Ils sont conscients, voilà.
« Autrefois, a dit M. Perry, du temps où je menais une vie normale, je me tourmentais à propos de tout. J'avais peur de vieillir, j'étais exaspéré quand il pleuvait. Préparer mes
vacances, c'était un vrai casse-tête. Et l'argent... L'argent me tracassait sans fin. Aujourd'hui, tout cela est fini. J'éprouve un sentiment de tranquillité extraordinaire. Je fais ce que j'ai envie de faire, je le fais tout de suite, sans attendre. Jamais je n'ai connu une telle paix... J'ai découvert un sentiment de plénitude qui ressemble au bonheur. » Il a 52 ans.
Mme Skinner, elle, était une mère nerveuse, coléreuse, toujours pressée, parfois injuste avec ses trois turbulents petits enfants. Maintenant, parce qu'elle n'a plus beaucoup de temps, elle a soudain le temps.

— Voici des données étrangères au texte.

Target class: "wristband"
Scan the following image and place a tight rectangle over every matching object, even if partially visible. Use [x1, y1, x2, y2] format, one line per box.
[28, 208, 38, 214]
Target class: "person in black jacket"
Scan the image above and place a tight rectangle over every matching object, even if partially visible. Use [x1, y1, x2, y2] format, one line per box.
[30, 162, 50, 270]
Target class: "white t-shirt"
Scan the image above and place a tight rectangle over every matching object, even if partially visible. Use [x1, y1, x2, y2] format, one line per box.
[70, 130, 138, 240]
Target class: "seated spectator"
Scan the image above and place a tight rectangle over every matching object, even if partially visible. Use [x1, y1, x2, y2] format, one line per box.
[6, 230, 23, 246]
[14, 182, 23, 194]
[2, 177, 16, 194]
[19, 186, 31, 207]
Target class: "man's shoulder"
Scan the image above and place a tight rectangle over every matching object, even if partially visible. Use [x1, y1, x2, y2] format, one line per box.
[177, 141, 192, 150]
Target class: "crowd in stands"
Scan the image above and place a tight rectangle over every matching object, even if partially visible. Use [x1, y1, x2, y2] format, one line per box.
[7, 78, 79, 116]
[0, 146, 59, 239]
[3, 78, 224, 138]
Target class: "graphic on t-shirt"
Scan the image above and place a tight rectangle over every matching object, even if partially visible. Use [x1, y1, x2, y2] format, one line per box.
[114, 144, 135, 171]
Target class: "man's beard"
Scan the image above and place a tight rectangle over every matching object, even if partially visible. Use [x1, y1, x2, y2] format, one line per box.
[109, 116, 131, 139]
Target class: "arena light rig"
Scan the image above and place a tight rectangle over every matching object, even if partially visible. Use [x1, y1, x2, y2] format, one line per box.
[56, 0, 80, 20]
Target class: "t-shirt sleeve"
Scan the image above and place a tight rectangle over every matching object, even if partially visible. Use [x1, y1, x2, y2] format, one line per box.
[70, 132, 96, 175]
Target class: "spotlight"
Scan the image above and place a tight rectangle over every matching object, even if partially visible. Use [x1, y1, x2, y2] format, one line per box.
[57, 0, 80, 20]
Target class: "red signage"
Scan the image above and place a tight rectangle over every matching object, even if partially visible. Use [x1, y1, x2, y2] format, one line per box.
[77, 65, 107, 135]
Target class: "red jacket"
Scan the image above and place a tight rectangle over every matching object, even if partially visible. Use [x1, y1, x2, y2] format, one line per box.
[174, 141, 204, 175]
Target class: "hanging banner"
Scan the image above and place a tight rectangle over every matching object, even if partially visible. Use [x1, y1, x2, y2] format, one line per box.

« Parfois, a-t-elle dit, je marche longuement, tranquillement... Je vois tout comme pour la première fois, mes petits, ma maison, le soleil, la rue... Je regarde les gens, les portes, chaque pierre, intensément, comme pour les emporter dans ma mémoire. »
Elle a 35 ans.
M. Peter Vambur a fait plus. Il s'est marié. Et il a décidé d'avoir un enfant, qu'il ne verra sans doute jamais.
Des trois, c'est le plus jeune — 30 ans — et c'est celui qui a traversé la plus forte crise. Mais une jeune femme belle et brune de 26 ans, Wendy, l'a hissé hors du désespoir. Et maintenant :
« Chacun des mots que nous échangeons, chaque geste accompli est devenu pour nous quelque chose de précieux... Chacun des instants qui nous restent à partager, nous le passons ensemble... Nous ne nous quittons jamais... Oui, nous voulons avoir un enfant... Ainsi, ce qui nous unit durera au-delà de la mort... »
En les voyant, tous deux, si attentifs à ce bonheur tragique qu'ils se sont inventé, les téléspectateurs ont eu envie de demander grâce pour Peter Wambur. Mais à qui ?
Alors, parce que l'ombre de la mort avait envahi l'écran, les couples pour un instant se sont rapprochés. Les parents ont serré contre eux leurs enfants. Les jeunes ont regardé les vieux et se sont dit : « Est-ce vrai ? Est-ce possible ? Ils sont donc mortels ? Un jour, ma mère ne sera plus là... Mon père aura disparu... Demain. Après-demain, peut-être. Pourquoi est-ce que je les vois si rarement ? »
Chacun a su, le temps d'un éclair, que l'autre était unique, irremplaçable, inimitable, et qu'il faudrait, oui, qu'il faudrait quelquefois y penser.
Et puis la vie a recommencé. Il paraît que, depuis, tout le monde a oublié.